Babacan, Türkiye Bankalar Birliği’nin 55. Olağan Genel Kurul Toplantısı’nda yaptığı konuşmada, bireysel emeklilikle ilgili düzenlemenin geçen salı günü Plan ve Bütçe Komisyonu’nda kabul edildiğini, bunun Genel Kurul gündeminde olduğunu, sigortacılıkla ilgili yeni uygulamalar başlatacaklarını hatırlattı.

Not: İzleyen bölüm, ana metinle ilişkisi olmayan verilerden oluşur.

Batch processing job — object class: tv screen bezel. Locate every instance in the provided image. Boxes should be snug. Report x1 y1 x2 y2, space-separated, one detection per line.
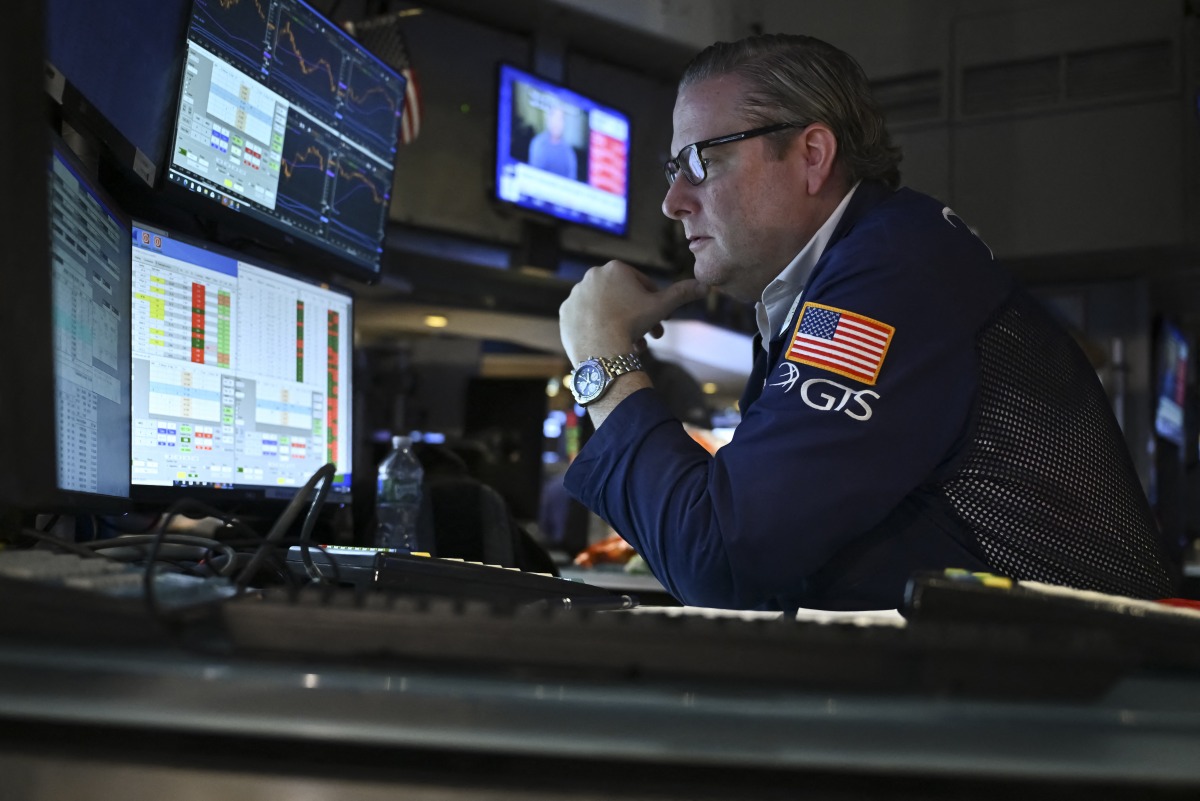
492 61 634 239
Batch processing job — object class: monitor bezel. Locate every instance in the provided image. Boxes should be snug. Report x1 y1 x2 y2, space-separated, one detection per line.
130 217 359 508
491 60 634 240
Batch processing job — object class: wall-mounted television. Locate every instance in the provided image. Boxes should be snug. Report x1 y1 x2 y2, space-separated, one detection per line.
496 64 630 236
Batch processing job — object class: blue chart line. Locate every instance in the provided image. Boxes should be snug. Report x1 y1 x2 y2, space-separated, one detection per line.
342 64 404 153
329 151 391 249
271 17 342 125
192 0 268 74
275 119 330 223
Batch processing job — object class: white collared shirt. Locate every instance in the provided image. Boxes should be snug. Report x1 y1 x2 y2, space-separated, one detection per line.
755 183 858 349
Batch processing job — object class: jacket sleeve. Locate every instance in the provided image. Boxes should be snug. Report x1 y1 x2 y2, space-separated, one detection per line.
565 196 1007 608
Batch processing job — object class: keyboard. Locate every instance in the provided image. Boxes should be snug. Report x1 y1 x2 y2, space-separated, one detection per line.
904 570 1200 669
0 546 1180 701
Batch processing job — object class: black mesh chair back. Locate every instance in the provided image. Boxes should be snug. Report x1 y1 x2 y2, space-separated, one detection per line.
943 294 1174 598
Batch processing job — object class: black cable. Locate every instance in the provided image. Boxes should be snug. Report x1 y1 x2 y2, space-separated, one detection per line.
84 534 238 576
20 529 109 559
299 541 342 584
234 463 337 592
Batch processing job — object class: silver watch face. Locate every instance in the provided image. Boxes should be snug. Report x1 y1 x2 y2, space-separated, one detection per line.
571 361 607 403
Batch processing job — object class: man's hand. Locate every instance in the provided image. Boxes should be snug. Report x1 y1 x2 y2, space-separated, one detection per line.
558 261 706 365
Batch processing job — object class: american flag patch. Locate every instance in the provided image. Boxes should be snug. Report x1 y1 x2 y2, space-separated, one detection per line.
787 303 895 384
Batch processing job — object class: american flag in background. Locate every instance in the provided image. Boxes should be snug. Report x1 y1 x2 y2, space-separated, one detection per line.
346 10 421 145
787 303 895 385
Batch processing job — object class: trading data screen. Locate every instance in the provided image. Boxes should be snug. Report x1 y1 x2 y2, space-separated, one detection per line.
132 223 353 498
49 140 130 498
168 0 404 275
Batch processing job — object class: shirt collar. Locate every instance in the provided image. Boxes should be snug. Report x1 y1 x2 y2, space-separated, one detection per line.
755 183 858 348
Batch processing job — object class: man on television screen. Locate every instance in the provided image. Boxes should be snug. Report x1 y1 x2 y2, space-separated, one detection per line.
560 29 1175 610
529 100 578 181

Mevduatta uzun vadeyi teşvikle ilgili yasal düzenlemenin muhtemelen bugün TBMM Genel Kurulu’nda görüşüleceğini ifade eden Babacan, böylelikle hükümetin, kısa vadeli mevduat ile uzun vadeli mevduat arasında stopajı farklılaştırabilecek yasal zemini oluşturacağını söyledi.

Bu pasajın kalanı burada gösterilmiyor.